3.5. Catalyst Influence—MALDI MS

Furthermore, the effect of organocatalysts on the M_n increase of CDCL was investigated by MALDI MS in both the employed solvents: DMSO and DMF. The kinetics plots of the reactions catalyzed by DMAP and SP were compared with the reaction systems without additional catalysts (Figure 10 and Figure 11). DMAP is commonly used with primary or secondary alcohol initiators—β-CD being a suitable compound from this point of view as it has 7 primary and 14 secondary hydroxyl groups, and activates both the initiator and the monomer via a nucleophilic pathway, as previously stated [75,76,77]. On the other hand, SP has been employed previously for the ring-opening polymerization of lactide when it has been used as a cocatalyst with thiourea or fluorinated tertiary alcohols [78,79,80].

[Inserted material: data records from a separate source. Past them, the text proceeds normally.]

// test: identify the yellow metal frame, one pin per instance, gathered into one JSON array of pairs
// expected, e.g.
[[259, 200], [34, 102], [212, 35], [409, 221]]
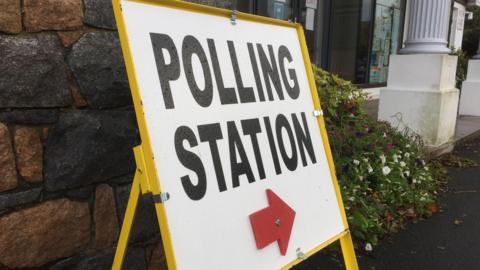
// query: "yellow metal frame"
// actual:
[[146, 179]]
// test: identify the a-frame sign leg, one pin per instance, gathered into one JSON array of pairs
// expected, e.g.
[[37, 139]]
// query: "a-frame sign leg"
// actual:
[[139, 186], [127, 222], [348, 251]]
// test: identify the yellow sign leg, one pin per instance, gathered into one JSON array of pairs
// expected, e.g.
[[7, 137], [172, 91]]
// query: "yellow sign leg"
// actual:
[[127, 222], [348, 252]]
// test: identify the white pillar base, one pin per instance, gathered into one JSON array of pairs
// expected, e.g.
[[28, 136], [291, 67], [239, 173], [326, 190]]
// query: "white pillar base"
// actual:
[[470, 96], [421, 95]]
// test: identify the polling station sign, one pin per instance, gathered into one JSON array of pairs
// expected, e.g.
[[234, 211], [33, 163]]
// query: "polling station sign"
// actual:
[[228, 109]]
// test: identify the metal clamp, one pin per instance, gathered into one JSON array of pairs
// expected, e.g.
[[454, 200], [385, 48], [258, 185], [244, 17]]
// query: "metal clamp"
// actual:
[[161, 198], [233, 17], [317, 113]]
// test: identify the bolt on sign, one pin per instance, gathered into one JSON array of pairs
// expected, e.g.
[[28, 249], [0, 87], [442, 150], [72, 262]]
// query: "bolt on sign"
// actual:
[[234, 149]]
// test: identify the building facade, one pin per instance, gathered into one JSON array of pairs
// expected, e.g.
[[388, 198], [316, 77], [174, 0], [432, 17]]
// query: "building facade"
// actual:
[[352, 38]]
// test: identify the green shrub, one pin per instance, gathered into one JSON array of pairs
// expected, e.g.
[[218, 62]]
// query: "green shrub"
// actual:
[[382, 172], [462, 66]]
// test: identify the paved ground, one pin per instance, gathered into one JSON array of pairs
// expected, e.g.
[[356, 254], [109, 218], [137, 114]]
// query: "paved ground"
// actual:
[[450, 240]]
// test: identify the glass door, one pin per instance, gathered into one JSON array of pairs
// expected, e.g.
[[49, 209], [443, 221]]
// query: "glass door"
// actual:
[[386, 38]]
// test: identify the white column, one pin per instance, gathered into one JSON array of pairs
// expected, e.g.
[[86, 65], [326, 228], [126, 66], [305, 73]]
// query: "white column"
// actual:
[[420, 93], [428, 23]]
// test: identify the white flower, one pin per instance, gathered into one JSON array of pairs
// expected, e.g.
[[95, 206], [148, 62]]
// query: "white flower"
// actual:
[[386, 170], [383, 159]]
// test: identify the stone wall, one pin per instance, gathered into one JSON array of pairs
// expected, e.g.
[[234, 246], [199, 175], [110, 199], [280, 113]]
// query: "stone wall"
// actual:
[[67, 128]]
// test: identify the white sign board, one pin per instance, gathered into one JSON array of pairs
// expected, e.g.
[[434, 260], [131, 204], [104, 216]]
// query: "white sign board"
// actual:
[[230, 116]]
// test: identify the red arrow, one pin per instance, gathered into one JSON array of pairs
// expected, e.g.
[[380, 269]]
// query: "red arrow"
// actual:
[[273, 223]]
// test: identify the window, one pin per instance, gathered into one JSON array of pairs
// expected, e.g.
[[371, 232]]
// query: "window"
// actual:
[[362, 35]]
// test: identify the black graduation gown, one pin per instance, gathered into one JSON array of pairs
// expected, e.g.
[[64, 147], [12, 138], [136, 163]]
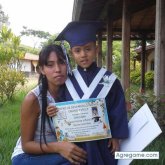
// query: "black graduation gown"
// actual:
[[98, 152]]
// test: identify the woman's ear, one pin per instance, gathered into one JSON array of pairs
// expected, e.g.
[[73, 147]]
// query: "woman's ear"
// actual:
[[41, 70]]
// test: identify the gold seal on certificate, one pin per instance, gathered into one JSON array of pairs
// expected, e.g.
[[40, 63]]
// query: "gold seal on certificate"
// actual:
[[82, 120]]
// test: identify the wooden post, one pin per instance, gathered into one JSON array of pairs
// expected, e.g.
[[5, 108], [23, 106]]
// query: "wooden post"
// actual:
[[99, 56], [109, 44], [159, 78], [143, 64]]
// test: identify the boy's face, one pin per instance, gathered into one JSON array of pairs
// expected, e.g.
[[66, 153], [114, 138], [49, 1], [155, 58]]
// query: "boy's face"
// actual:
[[84, 55]]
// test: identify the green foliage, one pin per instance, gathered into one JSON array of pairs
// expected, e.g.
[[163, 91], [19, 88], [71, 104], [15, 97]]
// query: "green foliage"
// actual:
[[3, 17], [135, 77], [9, 47], [9, 80], [155, 103]]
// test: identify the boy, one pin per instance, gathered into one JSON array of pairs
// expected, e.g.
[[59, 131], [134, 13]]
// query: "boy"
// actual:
[[90, 81]]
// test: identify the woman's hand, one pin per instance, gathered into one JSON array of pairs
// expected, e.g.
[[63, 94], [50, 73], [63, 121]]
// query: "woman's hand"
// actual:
[[51, 110], [72, 152], [114, 144]]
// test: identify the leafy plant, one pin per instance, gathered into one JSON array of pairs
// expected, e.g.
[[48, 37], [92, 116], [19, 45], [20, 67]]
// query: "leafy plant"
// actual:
[[155, 103]]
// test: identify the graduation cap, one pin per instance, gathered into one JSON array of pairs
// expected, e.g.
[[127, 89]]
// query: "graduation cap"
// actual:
[[79, 33]]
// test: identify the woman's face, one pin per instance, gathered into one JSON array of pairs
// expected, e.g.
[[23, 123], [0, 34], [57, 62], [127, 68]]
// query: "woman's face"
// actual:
[[55, 70]]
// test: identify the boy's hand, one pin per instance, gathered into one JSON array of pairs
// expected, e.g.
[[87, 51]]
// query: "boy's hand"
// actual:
[[51, 110], [114, 144]]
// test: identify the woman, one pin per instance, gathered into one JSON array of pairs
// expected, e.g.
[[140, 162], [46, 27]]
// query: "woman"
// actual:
[[38, 143]]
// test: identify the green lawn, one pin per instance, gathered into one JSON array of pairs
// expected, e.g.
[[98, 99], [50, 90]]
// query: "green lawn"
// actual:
[[9, 133]]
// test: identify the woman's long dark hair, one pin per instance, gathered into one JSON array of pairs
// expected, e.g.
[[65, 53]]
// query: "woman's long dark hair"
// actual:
[[43, 84]]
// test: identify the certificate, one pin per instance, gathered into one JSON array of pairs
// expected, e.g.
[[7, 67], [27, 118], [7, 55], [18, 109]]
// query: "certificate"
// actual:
[[82, 120]]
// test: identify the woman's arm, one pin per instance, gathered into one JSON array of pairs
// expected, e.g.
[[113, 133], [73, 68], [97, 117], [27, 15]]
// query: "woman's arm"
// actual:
[[29, 117]]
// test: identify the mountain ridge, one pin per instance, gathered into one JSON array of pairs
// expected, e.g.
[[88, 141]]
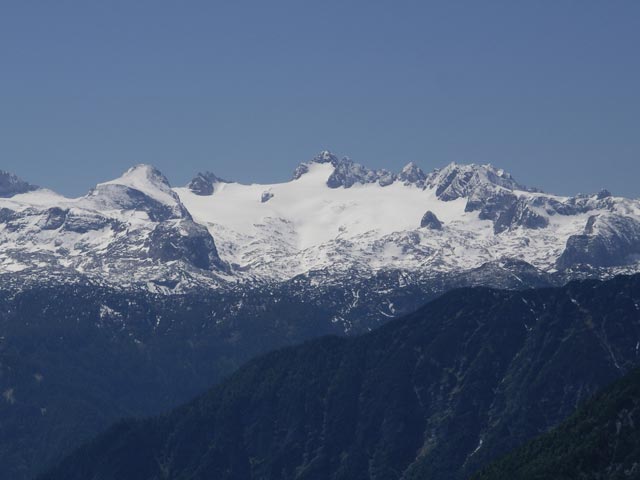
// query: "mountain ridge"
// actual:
[[437, 395], [334, 215]]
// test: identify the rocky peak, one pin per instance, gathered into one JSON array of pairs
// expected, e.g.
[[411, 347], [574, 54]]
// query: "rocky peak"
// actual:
[[325, 156], [143, 188], [430, 221], [11, 185], [456, 181]]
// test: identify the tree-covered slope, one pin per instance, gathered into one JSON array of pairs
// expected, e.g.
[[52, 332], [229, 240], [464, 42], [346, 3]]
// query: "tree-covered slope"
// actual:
[[600, 441], [435, 395]]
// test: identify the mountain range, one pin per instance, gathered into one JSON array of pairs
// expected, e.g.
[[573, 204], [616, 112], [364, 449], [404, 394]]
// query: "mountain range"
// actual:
[[437, 394], [138, 296], [334, 220]]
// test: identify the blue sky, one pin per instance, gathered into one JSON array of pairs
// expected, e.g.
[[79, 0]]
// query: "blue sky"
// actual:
[[549, 90]]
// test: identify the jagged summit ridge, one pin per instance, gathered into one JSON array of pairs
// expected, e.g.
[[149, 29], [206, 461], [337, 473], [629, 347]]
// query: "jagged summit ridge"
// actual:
[[336, 217], [451, 182], [204, 183], [11, 185]]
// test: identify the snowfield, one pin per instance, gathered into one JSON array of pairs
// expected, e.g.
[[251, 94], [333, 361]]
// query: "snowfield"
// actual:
[[334, 215]]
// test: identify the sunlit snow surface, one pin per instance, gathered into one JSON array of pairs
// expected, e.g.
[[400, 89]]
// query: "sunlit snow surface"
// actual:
[[307, 225]]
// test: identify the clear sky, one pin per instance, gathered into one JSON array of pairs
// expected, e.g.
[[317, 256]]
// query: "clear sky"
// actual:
[[549, 90]]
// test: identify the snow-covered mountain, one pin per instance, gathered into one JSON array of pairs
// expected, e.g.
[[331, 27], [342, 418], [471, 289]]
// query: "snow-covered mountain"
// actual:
[[335, 219]]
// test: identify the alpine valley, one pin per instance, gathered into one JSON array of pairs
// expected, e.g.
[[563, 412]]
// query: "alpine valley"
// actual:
[[138, 296]]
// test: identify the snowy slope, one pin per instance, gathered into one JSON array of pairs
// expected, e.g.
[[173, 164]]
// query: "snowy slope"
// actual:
[[307, 225], [335, 216]]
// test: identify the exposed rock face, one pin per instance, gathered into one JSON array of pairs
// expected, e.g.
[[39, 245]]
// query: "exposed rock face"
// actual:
[[203, 183], [608, 240], [429, 220], [11, 185]]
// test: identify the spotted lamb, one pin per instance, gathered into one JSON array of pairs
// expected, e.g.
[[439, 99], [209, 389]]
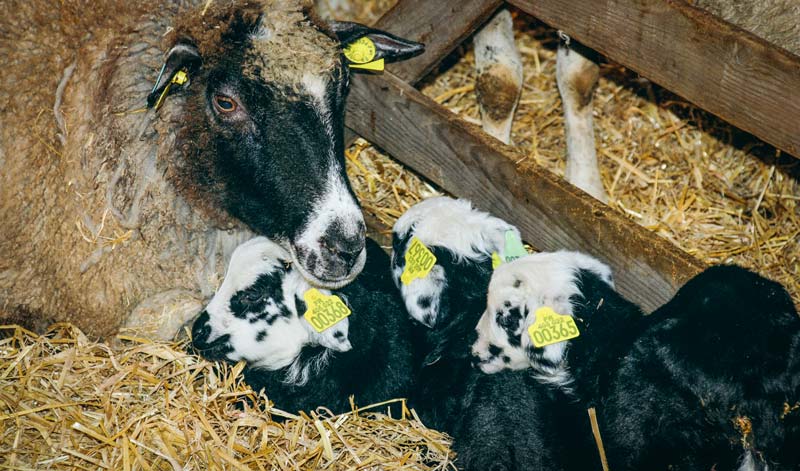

From Figure 10, shows that, for DMSO reactions, the measured M_n evolution followed the order SP > DMAP > no catalyst (#3, 2, and 1, respectively). None of the reactions reached the maximal theoretical conversion and the SP catalyzed reaction suffered M_n reduction, possibly because of backbiting reactions. The SP-containing reaction in DMSO also had a clear two-stage evolution, attaining a M_n maximal value of 1620 g/mol at 12 h. After this period, the depolymerization reaction started, decreasing the M_n values and reaching a plateau by the end of the reaction time.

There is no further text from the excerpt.